Character scalar path to a local PDF file, a character vector of PDF paths, or a named/nested list of PDF paths such as the output of list_book_chapters(extension = "pdf").

prompt

Character scalar instruction shown alongside the PDF. The default asks for faithful transcription while ignoring obvious non-book overlays such as repeated stamps, page numbers, and headers/footers.

model

Character. Model name for the chat backend.

integration

Optional Portkey/gateway route slug. If supplied and model is not fully-qualified, nalanda will build "@{integration}/{model}".

virtual_key

Optional legacy virtual key. If supplied and model is not fully-qualified, nalanda will build "@{virtual_key}/{model}".

base_url

Character. Base URL for API calls.

temperature

Numeric. Sampling temperature passed to the backend.

seed

Integer. Random seed for reproducibility.

output_path

Optional output target. For a single PDF, this may be either an exact .txt file path or a directory path. For a character vector or nested list of PDFs, supply a directory-like path without a file extension; nalanda will write one .txt per PDF incrementally, preserving partial progress if a later file fails.

timeout_s

Numeric scalar request timeout in seconds. Applied via options(ellmer_timeout_s = ...) for the duration of the call.

max_tries

Integer scalar total number of request attempts. Applied via options(ellmer_max_tries = ...) for the duration of the call.

retry_wait

Numeric scalar seconds to wait between manual retries after a failed single-file attempt.

overwrite

Logical scalar.
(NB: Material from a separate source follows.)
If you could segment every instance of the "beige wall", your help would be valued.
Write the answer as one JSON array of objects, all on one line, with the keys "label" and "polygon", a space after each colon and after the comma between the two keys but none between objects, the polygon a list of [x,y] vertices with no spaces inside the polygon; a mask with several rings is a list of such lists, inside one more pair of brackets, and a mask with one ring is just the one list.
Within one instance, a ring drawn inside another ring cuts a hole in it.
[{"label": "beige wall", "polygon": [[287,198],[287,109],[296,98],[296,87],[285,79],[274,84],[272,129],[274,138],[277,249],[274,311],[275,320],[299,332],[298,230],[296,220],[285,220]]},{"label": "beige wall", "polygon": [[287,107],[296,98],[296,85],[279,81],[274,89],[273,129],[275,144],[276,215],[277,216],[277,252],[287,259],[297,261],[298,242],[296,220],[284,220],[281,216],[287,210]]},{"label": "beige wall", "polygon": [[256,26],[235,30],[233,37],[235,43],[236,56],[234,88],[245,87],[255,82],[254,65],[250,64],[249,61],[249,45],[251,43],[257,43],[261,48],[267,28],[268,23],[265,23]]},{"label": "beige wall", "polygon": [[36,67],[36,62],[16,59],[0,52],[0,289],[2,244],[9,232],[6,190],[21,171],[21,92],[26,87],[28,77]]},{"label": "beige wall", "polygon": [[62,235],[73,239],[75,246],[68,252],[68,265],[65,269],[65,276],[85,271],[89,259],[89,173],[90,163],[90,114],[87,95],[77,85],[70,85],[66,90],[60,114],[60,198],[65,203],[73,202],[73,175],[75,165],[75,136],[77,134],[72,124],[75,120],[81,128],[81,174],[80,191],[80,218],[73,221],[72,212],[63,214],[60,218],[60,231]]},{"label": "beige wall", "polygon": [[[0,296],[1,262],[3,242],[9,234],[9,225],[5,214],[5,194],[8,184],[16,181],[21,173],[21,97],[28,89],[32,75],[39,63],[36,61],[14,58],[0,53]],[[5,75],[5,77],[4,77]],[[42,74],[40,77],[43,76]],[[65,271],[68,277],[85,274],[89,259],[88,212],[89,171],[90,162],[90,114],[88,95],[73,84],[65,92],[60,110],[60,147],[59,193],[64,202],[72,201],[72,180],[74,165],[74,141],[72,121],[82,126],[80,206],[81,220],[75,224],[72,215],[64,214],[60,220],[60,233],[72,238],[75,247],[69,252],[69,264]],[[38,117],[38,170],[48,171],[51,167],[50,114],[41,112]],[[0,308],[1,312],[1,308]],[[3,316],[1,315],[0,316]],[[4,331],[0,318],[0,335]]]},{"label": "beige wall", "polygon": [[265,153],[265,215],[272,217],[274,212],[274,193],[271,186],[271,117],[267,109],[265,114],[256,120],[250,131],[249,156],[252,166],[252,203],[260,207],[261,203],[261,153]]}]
If TRUE, replace existing output files at output_path. Defaults to FALSE.

Value

If pdf_path is a single file, a character scalar containing the extracted text. If pdf_path is a character vector or nested list, returns text with the same structure and names as the input. If output_path is supplied, text files are also written to disk.

Details

In testing through the NYU Portkey/gateway path, PDF extraction was more reliable with gpt-5-mini than with Gemini routes. Gemini-family models may still work in other environments, but PDF handling through chat_portkey() was inconsistent in our tests.